I'm just collecting parts now for the TT front set up on my mk4 platform car it's a tdi just want to know because I can't find out what have I got to do with the wheel bearings ect
Thanks in advance 


Sent from my iPhone using Tapatalk


----------



## blue bags (Jul 1, 2009)

Lower control arms, knuckles, just do new wheel bearings while they are apart, and tt ball joints. By far the best thing I did when I had my gti. If I knew how much of a difference it would have made at the time I would have done it alot sooner.


----------



## lukeleon94 (Feb 23, 2016)

Wow does it really make that much difference?? 


Sent from my iPhone using Tapatalk


----------



## blue bags (Jul 1, 2009)

I was running pretty aggressive front wheels, 17x10s, so the little camber adjustment was helpful, and it corrects the suspension geometries a bit too so dont get the axle bind at low ride heights when turning, and having the additional tierod clearance makes it a bit easier


----------



## lukeleon94 (Feb 23, 2016)

That's wicked to know bud thank you your a star 


Sent from my iPhone using Tapatalk


----------



## pgringo (Sep 1, 2011)

Is there a known "best place" to buy these parts these days?

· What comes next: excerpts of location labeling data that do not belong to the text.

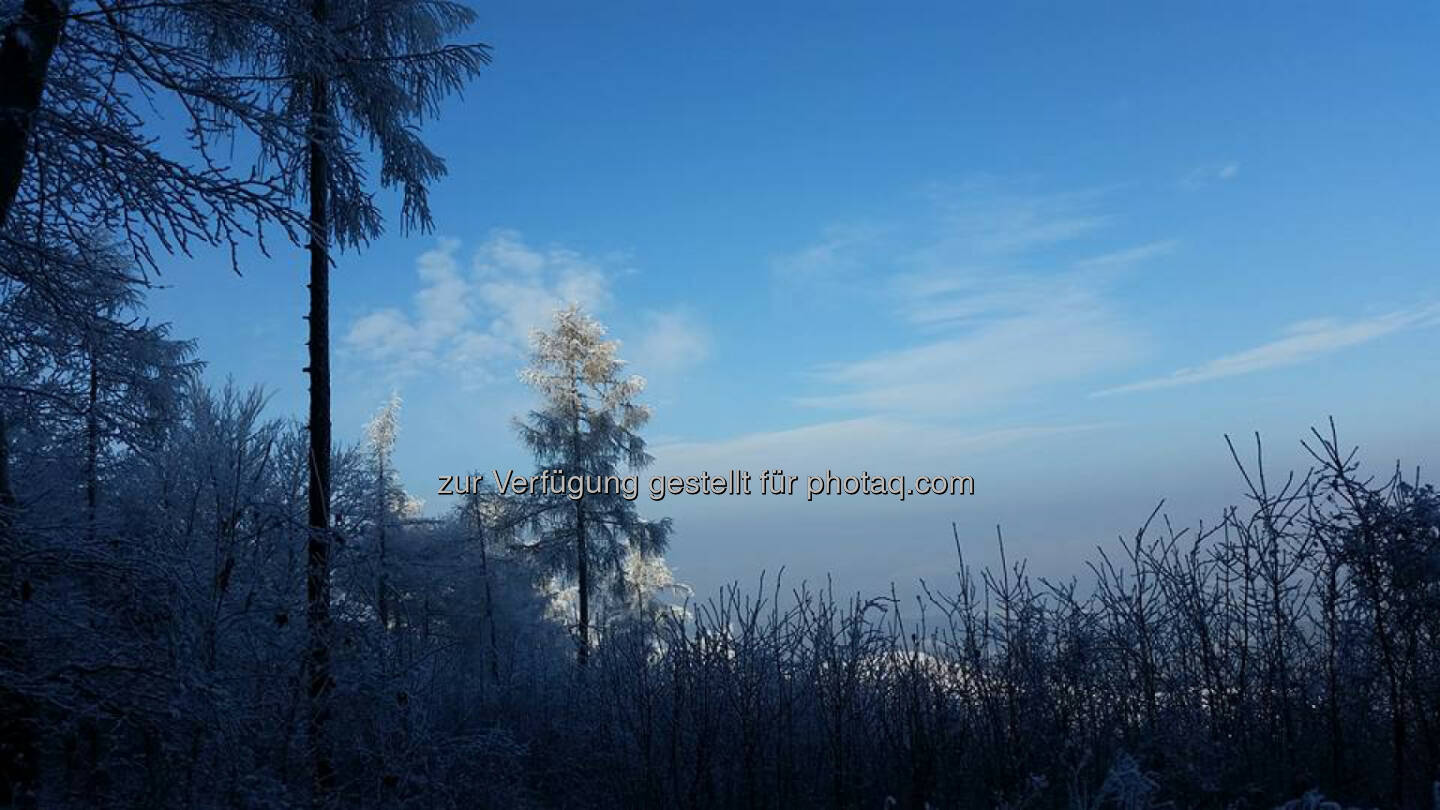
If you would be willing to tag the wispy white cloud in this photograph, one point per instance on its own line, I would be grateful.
(838, 255)
(1129, 255)
(474, 323)
(851, 444)
(991, 326)
(1302, 342)
(673, 342)
(1210, 175)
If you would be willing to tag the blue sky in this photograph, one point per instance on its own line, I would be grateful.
(1059, 248)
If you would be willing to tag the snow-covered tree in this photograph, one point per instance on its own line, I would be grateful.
(586, 427)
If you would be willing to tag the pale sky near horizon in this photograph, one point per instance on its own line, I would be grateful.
(1062, 248)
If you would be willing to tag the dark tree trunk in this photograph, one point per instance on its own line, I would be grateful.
(582, 567)
(583, 575)
(25, 56)
(91, 448)
(317, 564)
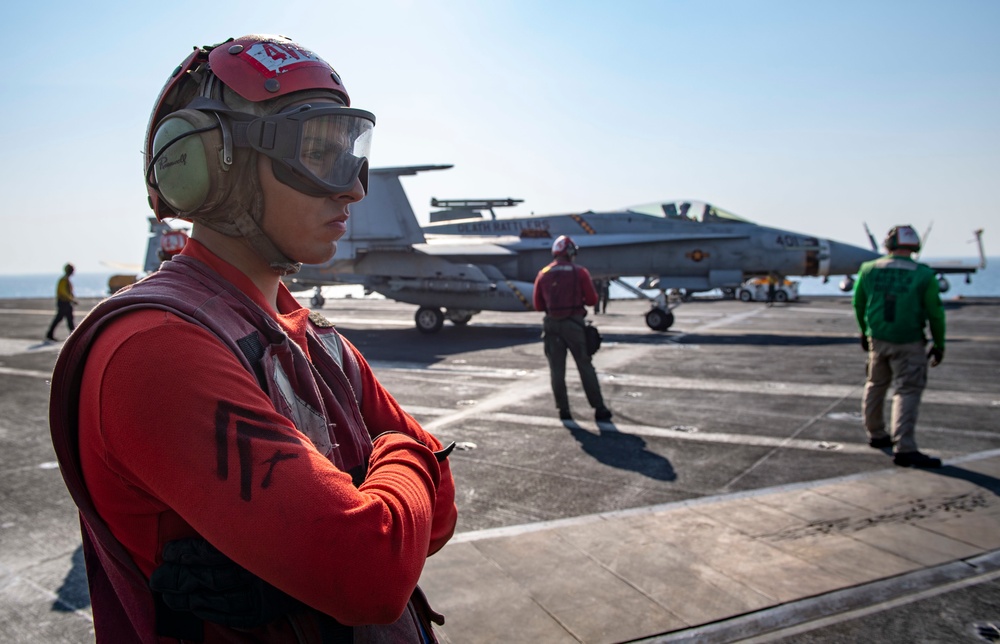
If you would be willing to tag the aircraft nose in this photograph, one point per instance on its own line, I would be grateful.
(845, 259)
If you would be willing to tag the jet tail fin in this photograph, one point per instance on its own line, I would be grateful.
(871, 238)
(384, 218)
(982, 254)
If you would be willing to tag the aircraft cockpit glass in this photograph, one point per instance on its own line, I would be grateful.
(692, 211)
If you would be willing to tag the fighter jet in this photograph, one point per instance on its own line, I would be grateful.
(465, 262)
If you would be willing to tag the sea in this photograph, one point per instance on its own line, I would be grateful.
(984, 283)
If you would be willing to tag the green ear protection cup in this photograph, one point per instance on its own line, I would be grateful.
(190, 170)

Sent from my SGH-T889 using Tapatalk


----------



## lukeleon94 (Feb 23, 2016)

Parts being what mate?? 


Sent from my iPhone using Tapatalk


----------



## pgringo (Sep 1, 2011)

TT lower control arms and hubs.

Sent from my SGH-T889 using Tapatalk


----------



## blue bags (Jul 1, 2009)

you can get them from a dealer, or used. I personally pieced my setup together, spindles I got from a friend who ended up not using them, control arms from a used parts yard, and ball joints and bearings new from the dealer. calling some local yards is a good first place to check Id say, I did have one issue with a bent spindle, couldn't tell by eye at all, i was only able to tell because One wheel made slight contact with the strut and the other didn't, so with used thats a potential risk


----------